Thank you for your very interesting questions. First of all, your observations are correct: a hydrogen plasma can often be purple (or purplish red), yet the light of the Sun is white. What causes this? I'm afraid the answer to this question is not easy at all, and I can only scratch the surface in this post. First, I'll discuss what a plasma is, and how it can emit light. Then, I will go into more detail about the specifics of your question.

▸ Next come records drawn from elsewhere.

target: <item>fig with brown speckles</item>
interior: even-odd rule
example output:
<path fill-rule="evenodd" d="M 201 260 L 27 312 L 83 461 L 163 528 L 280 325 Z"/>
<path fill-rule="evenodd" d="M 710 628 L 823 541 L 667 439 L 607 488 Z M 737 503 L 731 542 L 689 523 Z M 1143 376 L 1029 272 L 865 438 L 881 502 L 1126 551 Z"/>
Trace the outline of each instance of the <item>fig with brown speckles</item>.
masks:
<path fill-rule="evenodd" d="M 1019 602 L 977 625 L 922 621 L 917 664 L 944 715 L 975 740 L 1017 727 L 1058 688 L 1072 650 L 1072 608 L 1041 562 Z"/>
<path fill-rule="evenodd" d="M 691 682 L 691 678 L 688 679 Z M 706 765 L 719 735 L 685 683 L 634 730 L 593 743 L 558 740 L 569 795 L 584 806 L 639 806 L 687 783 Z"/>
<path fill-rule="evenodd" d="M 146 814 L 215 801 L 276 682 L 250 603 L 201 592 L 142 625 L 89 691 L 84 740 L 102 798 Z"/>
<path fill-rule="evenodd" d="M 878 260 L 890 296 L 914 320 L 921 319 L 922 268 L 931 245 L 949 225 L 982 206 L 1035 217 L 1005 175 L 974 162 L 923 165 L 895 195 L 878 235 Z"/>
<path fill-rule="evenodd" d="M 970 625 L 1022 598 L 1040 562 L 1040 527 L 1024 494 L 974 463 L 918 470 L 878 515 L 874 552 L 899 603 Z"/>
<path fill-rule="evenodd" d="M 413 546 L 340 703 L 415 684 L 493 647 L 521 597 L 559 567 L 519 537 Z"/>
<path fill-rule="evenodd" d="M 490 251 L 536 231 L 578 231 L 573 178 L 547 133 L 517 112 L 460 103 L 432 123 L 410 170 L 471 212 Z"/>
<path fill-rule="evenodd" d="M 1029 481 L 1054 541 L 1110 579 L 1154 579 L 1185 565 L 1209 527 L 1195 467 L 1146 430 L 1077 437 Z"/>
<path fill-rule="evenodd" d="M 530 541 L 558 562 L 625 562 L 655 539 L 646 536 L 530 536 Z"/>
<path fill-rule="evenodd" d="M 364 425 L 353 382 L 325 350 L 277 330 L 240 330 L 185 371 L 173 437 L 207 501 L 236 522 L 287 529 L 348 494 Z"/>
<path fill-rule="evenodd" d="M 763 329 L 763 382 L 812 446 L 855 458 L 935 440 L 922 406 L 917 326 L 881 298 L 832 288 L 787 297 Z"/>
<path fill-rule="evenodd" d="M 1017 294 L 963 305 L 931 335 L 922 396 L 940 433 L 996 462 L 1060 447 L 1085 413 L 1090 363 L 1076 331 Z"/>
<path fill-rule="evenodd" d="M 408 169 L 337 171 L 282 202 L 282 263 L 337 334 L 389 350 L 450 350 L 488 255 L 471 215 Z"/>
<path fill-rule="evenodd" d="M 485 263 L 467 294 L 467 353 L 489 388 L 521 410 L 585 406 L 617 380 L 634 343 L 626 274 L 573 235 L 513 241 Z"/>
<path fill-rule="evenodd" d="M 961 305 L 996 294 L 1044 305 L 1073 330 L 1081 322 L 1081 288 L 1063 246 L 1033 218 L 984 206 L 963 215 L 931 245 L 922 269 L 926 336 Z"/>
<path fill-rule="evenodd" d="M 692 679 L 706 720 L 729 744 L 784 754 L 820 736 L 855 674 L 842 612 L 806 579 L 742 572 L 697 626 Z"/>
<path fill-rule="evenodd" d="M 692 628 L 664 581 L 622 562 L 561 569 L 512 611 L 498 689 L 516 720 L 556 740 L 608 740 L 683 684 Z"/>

A plasma is in essence a gas in which some of the atoms are molecules are split into ions and free electrons. This fraction is so large that it significantly alters the properties of the gas. This has a pretty big impact. First of all, a plasma is electrically conductive. Secondly, it is chemically active. Molecules form and get destroyed, and they can ionize or recombine with their electron. One more process that is important is the excitation of atoms. In this process, one of the electrons from an atom is moved into a higher orbit. This can be a stepstone towards ionization, or it can lead to the electron falling back, emitting light.

In a plasma like this, there are four main sources of radiation:

1. Line radiation. This emerges from atoms that are excited. Line radiation is monochromatic, just like a laser. What color the light coming from a line is depends (almost solely) on the atom. The rest of the plasma properties (pressure, temperature, energy density, composition) determine which line is strongest.
2. So-called Brehmsstrahlung. This is the light the free electrons emit when they move close to charged particles, like the ions. This radiation is broad-band (emits many colors at the same time) and depends on electron density and temperature, chiefly.
3. Two-particle recombination. In this process, an electron and ion combine, emitting a photon. This produces light that is somewhat similar to the light emitted by Brehmsstrahlung, i.e. broad-band radiation.
4. Molecular radiation. Molecular radiation is emitted by molecules. Practically speaking, it broad-banded, although not as broad-banded as Brehmsstrahlung and the light emitted by two-particle recombination.

Making this even more complicated, these processes might be in partial equilibrium. This means, for instance, that an atomic transition (an electron being excited) absorbs light, rather than emitting it. In the limit, this will result in the emission of blackbody radiation. In this case, the radiative emission is solely determined by the temperature, and the Stefan-Boltzmann law.

As you might have guessed, actually figuring out what sort of radiation a plasma will emit is devilishly difficult. There is a vast amount of interconnected processes. The fact that many plasmas have some sort of transport in them makes matters even worse. The method of choice for solving this problem is by numerical analysis. It is not uncommon for an entire PhD-project to be spent on the analysis of but a single plasma. Radiative transport is particularly hard, as it is non-local: light generated in one part of the plasma can have an almost immediate impact in another part.

Fortunately, some rules of thumb do exist on how what sort of light a plasma will emit. In your specific case, you are talking about a rocket exhaust, I assume from an ion-engine like system. This is a recombining plasma, that is rather sparse. The mains source of light will be from line radiation. This line radiation will be monochromatic, and depend on the plasma composition. For most ion engines, a heavy noble gas is used. The heaviest stable noble gas is Xenon, and this emits a bluish white light. On the other hand, there is nothing stopping you from imagining it is any sort of gas that is being emitted, and this could result in nearly any type of light being emitted. You can look up colors of plasma quite easily on the Internet. Note that denser plasmas tend to be more whitish in general, and sparser plasmas more colorful.

I hope this answers your question.

Regards,

Bart Broks

Sources: I did my PhD in computational plasma physics, so I am fairly familiar with this problem.